Read the first part here: His Schizophrenia Dominated Our Relationship And I Could Not Take It Anymore
Then he sent me flowers which were the only ones I received from him throughout our relationship. So I melted. Shortly after, I got my own cash car. Then the accusations started to gain, “why do you have your phone camera on your iPhone in your hand facing me always?” He would say, “I know who you’re working for” he would say. After getting intimate, he would follow me into the bathroom and say “what are you doing? Getting your rape kits?” I forgave him over and over again. I told him to go to the VA and get on depression meds if he needed to. But when he came back from the VA, I was in for something way more than I originally thought was wrong. He came back home and said, "I've got schizophrenia and will be on antipsychotic meds and mood stabilizers."
I now had a clear reason for every action of his, over the past year and half. All the blocking, the arguments, the paranoid behavior, started to make sense. The weird things he would do, like put the couch in front of the door and sleep with a gun, the uncalled-for yelling at me, the name-calling, accusations, it all made sense now.
I stayed because by this time he got me a promise ring which he later claimed to be an engagement ring. And he said that if I loved him, I wouldn't give up on him like he never gave up on me. So I stayed. I did love him and I didn't want to give up on him for the mental disorder he had. Then he blamed me for his sickness, and our fights became worse and worse. I was tired. I was tired of sharing the person I loved with the disease he had in his mind. I was tired of having to comply with his mind’s boundaries and limitations. I was not allowed to contact him on his work number because he was afraid someone would find out about us. I was tired and drained. If he loved me so much and even gave me a ring, then why are my bags in my car like I'm a homeless person? Why? Why must I live to comfort his worries? It was so draining. Then our fights became bad. I got off work one day, agitated with my day. I'm allowed to have a bad day, right? I didn't cuss at him. Although I had a sassy attitude and I was also sleep deprived. Even after this, he begged me to come ride with him to get food, “please baby” he said even though I was sick and so sleepy.

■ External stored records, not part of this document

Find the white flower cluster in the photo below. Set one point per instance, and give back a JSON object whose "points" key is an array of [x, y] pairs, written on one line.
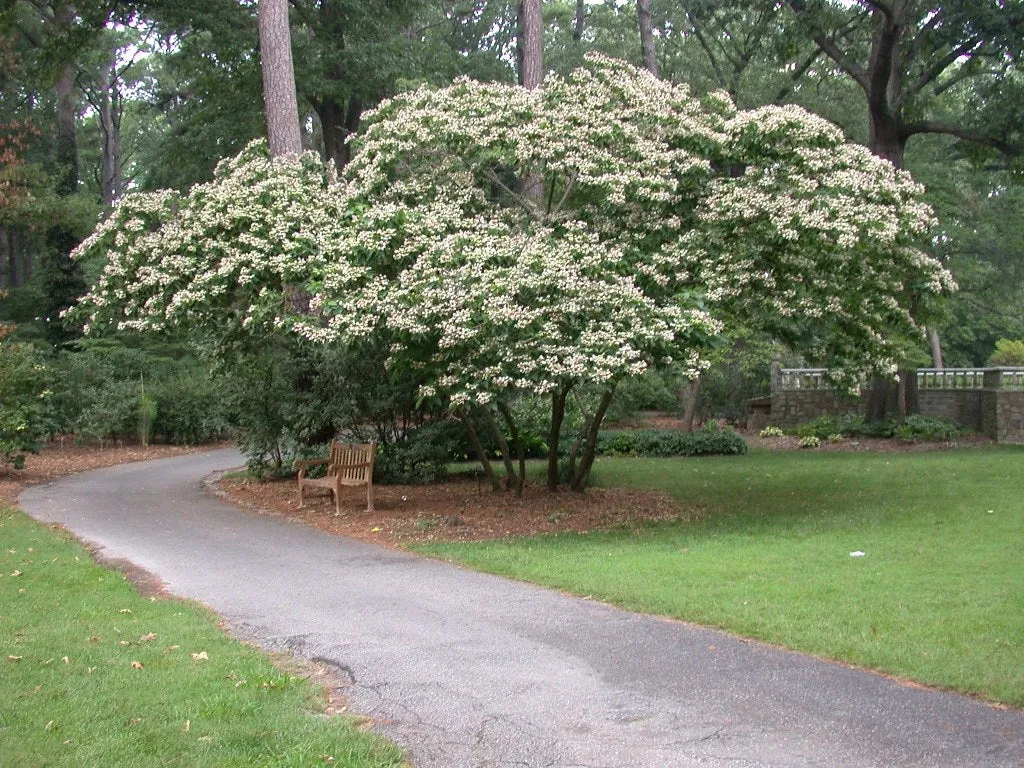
{"points": [[512, 240]]}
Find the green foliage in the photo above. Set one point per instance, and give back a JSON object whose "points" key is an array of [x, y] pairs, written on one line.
{"points": [[653, 390], [147, 411], [107, 388], [667, 442], [918, 428], [24, 420], [421, 457], [914, 428], [233, 709], [739, 372], [1008, 352]]}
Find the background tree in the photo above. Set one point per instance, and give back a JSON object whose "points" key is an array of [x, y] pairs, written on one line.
{"points": [[280, 100]]}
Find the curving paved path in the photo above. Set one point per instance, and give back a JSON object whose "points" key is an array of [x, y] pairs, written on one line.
{"points": [[467, 670]]}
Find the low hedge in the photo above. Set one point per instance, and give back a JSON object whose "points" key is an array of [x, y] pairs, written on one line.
{"points": [[667, 442]]}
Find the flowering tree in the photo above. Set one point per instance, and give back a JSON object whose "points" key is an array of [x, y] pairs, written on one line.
{"points": [[660, 219]]}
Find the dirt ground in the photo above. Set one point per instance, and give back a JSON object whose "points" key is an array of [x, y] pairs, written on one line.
{"points": [[460, 509], [64, 458]]}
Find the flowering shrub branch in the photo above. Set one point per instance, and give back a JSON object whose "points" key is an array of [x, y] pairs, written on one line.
{"points": [[662, 220]]}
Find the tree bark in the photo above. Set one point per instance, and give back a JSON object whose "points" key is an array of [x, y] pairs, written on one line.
{"points": [[511, 480], [110, 126], [582, 475], [67, 155], [646, 37], [581, 16], [517, 443], [474, 440], [557, 416], [280, 99], [530, 44], [936, 344], [692, 399]]}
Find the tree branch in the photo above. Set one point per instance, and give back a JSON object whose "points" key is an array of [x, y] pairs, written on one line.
{"points": [[883, 8], [797, 75], [933, 126], [828, 46], [942, 65]]}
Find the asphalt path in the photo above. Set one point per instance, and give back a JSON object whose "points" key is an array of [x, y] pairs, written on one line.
{"points": [[466, 670]]}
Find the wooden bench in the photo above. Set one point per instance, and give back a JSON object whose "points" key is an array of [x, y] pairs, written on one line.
{"points": [[349, 464]]}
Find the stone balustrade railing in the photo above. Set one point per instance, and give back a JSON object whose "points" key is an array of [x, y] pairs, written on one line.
{"points": [[928, 378], [801, 378]]}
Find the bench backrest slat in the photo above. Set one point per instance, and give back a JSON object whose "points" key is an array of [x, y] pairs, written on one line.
{"points": [[346, 458]]}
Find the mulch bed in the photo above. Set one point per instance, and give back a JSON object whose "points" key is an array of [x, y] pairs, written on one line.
{"points": [[65, 457], [868, 444], [459, 509]]}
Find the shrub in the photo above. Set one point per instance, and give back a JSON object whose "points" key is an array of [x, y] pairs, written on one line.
{"points": [[927, 429], [819, 428], [421, 456], [668, 442], [1008, 352], [24, 420], [916, 427]]}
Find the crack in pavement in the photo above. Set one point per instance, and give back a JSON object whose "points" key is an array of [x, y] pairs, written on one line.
{"points": [[466, 670]]}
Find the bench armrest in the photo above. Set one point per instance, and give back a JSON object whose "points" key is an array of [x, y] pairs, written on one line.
{"points": [[305, 464]]}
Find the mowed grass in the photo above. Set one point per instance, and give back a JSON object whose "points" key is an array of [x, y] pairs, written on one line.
{"points": [[93, 674], [938, 597]]}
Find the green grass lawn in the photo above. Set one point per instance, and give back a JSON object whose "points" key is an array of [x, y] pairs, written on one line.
{"points": [[939, 597], [93, 674]]}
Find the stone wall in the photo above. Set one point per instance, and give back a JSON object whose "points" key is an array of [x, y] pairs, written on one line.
{"points": [[1010, 416], [992, 402], [790, 408], [961, 406]]}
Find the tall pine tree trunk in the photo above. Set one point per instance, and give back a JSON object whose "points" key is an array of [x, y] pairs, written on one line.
{"points": [[280, 99], [530, 44], [110, 126], [646, 37], [935, 342], [62, 280]]}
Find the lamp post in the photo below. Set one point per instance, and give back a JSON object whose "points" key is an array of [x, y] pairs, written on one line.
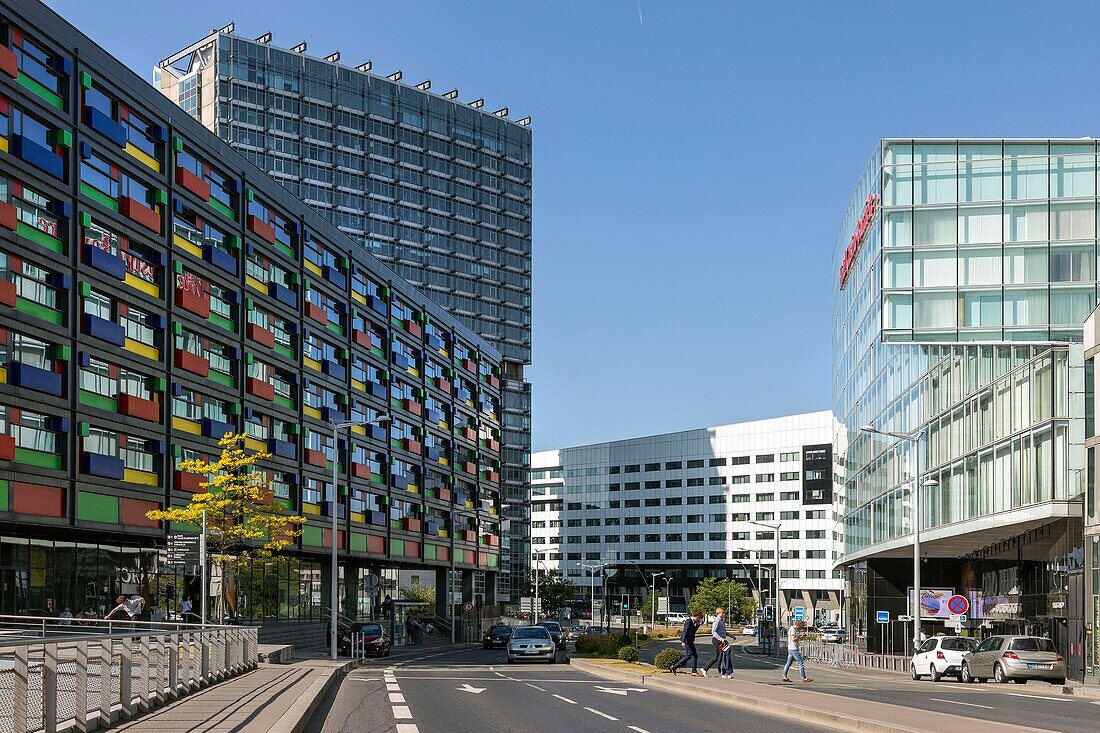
{"points": [[333, 598], [913, 438]]}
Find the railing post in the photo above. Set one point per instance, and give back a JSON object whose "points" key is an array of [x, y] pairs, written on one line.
{"points": [[125, 678], [50, 688]]}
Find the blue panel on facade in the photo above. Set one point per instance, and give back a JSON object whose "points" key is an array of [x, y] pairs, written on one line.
{"points": [[105, 261], [105, 330], [32, 378], [282, 448], [37, 155], [106, 126], [108, 467]]}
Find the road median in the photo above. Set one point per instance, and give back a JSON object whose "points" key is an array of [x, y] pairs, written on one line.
{"points": [[795, 702]]}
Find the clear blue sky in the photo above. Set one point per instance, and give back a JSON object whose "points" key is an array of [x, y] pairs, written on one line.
{"points": [[691, 166]]}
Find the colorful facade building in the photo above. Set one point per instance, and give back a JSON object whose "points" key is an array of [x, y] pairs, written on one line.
{"points": [[158, 291]]}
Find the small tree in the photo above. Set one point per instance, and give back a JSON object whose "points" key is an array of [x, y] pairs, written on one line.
{"points": [[239, 506]]}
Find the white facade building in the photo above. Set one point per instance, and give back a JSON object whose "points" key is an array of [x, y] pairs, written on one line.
{"points": [[686, 505]]}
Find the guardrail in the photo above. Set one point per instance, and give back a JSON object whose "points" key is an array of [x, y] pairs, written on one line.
{"points": [[87, 682]]}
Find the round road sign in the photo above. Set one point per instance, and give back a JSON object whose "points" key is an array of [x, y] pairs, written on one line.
{"points": [[958, 604]]}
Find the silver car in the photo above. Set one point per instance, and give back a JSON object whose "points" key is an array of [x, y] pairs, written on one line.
{"points": [[1019, 658], [531, 643]]}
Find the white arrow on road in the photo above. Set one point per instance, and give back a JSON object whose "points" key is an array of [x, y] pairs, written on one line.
{"points": [[470, 688], [619, 690]]}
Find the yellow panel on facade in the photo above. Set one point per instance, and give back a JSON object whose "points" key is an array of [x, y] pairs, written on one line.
{"points": [[139, 154], [186, 426], [143, 285], [186, 245], [144, 478], [143, 350]]}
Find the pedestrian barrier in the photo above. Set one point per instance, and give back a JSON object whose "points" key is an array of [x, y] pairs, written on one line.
{"points": [[85, 681]]}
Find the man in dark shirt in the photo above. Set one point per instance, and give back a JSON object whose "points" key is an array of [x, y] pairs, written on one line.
{"points": [[688, 642]]}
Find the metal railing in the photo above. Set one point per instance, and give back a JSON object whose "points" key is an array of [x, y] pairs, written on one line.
{"points": [[84, 681]]}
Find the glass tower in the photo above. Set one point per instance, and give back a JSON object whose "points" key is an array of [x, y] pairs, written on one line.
{"points": [[438, 189]]}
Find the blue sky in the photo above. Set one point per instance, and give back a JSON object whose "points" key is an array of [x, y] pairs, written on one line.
{"points": [[691, 165]]}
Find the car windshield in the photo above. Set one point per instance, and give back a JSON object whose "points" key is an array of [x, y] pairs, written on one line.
{"points": [[1032, 644], [530, 632]]}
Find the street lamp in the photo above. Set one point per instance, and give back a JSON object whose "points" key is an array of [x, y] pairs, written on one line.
{"points": [[913, 438], [334, 506]]}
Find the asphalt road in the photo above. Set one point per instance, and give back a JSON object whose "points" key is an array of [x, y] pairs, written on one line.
{"points": [[1036, 704], [473, 690]]}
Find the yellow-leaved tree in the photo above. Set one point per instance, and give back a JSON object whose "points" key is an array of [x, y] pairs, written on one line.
{"points": [[242, 518]]}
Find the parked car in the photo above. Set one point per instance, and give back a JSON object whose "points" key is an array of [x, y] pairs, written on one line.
{"points": [[375, 641], [531, 643], [1019, 658], [556, 633], [941, 656], [496, 636]]}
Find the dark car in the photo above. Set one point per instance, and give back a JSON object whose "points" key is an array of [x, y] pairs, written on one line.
{"points": [[496, 636], [369, 638], [556, 633]]}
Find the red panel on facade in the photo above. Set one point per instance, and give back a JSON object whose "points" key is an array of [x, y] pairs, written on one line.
{"points": [[193, 183], [145, 409], [133, 513], [9, 216], [32, 499], [261, 389], [261, 335], [138, 211], [193, 362], [186, 481], [261, 228]]}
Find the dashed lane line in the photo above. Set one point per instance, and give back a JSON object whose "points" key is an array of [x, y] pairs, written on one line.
{"points": [[602, 714]]}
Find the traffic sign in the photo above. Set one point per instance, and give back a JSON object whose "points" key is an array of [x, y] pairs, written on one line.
{"points": [[958, 604]]}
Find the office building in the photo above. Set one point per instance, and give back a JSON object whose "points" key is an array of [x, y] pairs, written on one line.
{"points": [[438, 188], [965, 270], [157, 291], [691, 505]]}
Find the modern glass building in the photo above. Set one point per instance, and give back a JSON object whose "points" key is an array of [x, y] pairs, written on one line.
{"points": [[437, 188], [695, 504], [965, 270], [157, 291]]}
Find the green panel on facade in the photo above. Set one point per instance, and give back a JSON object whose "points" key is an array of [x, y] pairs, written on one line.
{"points": [[92, 400], [312, 536], [37, 458], [97, 507]]}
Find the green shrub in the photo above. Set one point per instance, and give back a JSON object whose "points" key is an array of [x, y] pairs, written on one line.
{"points": [[666, 658]]}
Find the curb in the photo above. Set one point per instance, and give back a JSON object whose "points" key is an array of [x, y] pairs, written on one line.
{"points": [[785, 710], [297, 717]]}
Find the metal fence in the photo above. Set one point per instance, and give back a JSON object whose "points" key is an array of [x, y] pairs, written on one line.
{"points": [[84, 681]]}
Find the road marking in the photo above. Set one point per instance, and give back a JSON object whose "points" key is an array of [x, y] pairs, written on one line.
{"points": [[596, 712], [958, 702]]}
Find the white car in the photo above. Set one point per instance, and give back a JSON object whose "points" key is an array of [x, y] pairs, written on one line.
{"points": [[939, 656]]}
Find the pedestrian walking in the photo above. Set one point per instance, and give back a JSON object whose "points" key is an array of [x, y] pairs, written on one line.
{"points": [[721, 647], [794, 635], [688, 642]]}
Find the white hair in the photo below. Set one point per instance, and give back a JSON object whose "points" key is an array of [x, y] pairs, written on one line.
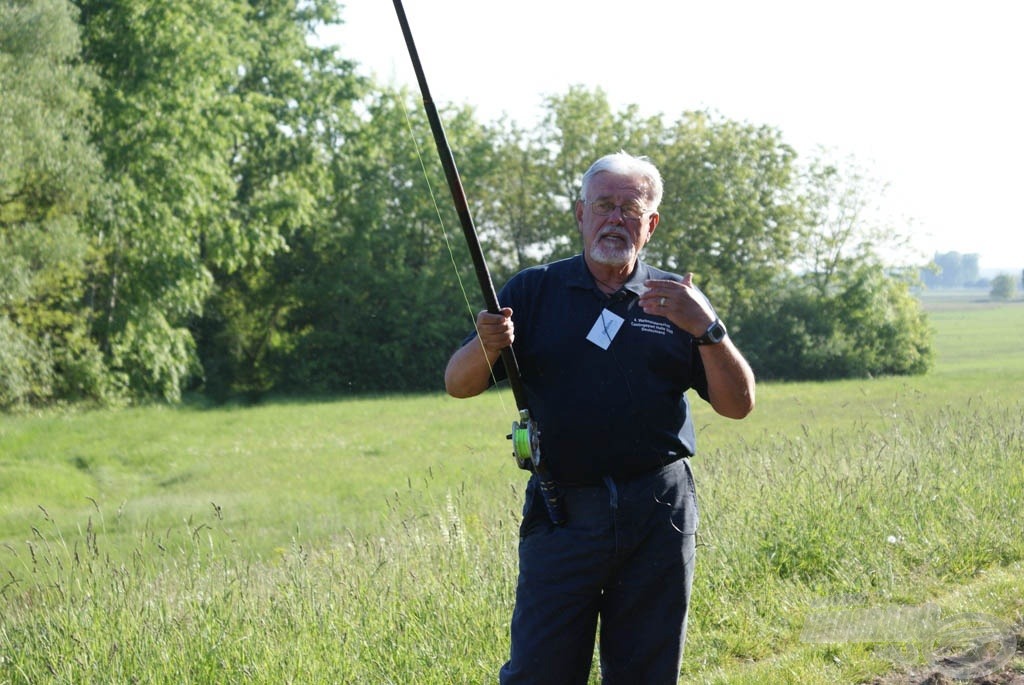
{"points": [[624, 164]]}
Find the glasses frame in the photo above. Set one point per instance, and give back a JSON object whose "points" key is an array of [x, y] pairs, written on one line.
{"points": [[622, 210]]}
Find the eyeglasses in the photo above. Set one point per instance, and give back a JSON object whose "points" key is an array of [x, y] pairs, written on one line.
{"points": [[630, 210]]}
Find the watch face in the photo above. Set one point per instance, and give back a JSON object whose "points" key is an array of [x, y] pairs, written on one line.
{"points": [[716, 334]]}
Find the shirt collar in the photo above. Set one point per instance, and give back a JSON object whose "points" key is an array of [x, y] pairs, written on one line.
{"points": [[580, 276]]}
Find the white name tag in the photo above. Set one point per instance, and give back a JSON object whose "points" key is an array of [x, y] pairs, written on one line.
{"points": [[605, 329]]}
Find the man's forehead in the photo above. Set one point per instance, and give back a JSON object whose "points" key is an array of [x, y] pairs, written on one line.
{"points": [[607, 183]]}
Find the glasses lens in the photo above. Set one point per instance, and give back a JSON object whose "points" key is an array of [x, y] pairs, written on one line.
{"points": [[630, 210]]}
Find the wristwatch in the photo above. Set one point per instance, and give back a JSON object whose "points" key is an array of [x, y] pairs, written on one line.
{"points": [[715, 334]]}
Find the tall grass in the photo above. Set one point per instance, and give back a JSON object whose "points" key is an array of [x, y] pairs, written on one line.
{"points": [[373, 541]]}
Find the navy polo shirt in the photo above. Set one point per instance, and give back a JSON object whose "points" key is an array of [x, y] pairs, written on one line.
{"points": [[619, 411]]}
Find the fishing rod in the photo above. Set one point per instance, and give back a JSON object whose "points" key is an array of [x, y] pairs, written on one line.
{"points": [[525, 434]]}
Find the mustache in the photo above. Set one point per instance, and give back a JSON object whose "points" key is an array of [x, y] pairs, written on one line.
{"points": [[613, 230]]}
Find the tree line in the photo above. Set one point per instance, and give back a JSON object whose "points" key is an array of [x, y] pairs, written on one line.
{"points": [[197, 198]]}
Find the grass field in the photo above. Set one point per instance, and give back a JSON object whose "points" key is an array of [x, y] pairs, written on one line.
{"points": [[373, 541]]}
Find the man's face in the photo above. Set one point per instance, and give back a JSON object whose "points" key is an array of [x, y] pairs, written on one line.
{"points": [[614, 240]]}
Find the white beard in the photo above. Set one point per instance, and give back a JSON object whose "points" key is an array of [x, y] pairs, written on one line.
{"points": [[611, 254]]}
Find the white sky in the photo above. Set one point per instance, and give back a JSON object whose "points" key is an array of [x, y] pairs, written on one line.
{"points": [[929, 96]]}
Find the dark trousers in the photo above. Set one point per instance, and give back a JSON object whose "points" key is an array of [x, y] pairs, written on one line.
{"points": [[625, 560]]}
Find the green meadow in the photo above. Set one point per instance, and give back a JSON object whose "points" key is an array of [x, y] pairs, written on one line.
{"points": [[374, 540]]}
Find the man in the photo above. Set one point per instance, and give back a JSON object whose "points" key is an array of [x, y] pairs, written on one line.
{"points": [[606, 347]]}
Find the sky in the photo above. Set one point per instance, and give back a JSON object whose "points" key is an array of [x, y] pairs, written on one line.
{"points": [[928, 97]]}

I decided to go for him and in the car, he only complained about my attitude and I couldn't take it so I literally turned up the radio to drown out his voice and he lost it. Next thing I know, he is yelling at the top of his voice about how disrespectful I am and how I am the worst girlfriend.
He abused me with a b-word and a c-word and wished death upon me with a car wreck. I came back home and lost it. I threw the remote at his expensive TV. I couldn't take the emotional abuse anymore. Then, he physically lost it and slammed my head into the wall. I then was a hostage for the entire night. Next morning, I left after we got physically violent and fought.
It ended with me being dragged out and asking for forgiveness, because I was feeling guilty that I couldn't fix the issue right away. We made love then and he told me that we needed a break.
I love him, but he blames my past (before I even met him) for being the reason behind the destruction of us. It's not valid. I changed and left everything behind to be with this man. And true love doesn't punish you and remind you every day of it. I haven't heard from him since. Of course, he blocked me. And to think of our time before the crazy fights, he had even convinced me to remove my IUD and begged me to start a family with him. Luckily for me, anti-psychotics make men almost sterile.
My point is: Ladies, love yourself first. Yes, everyone is not perfect but some diseases like schizophrenia are life-threatening. It sucks that it ended like this because I actually did love this man. Two years were almost wasted in my 20s. I left a man who was sane and ready to commit without any worries about my past, for someone I had good conversations with. Ladies, the grass isn't always greener on the other side. Be aware of yourself and know what you need, do not compromise your needs for chasing what you think you want. I will turn 26 soon and I hope it is not too late for me to start again.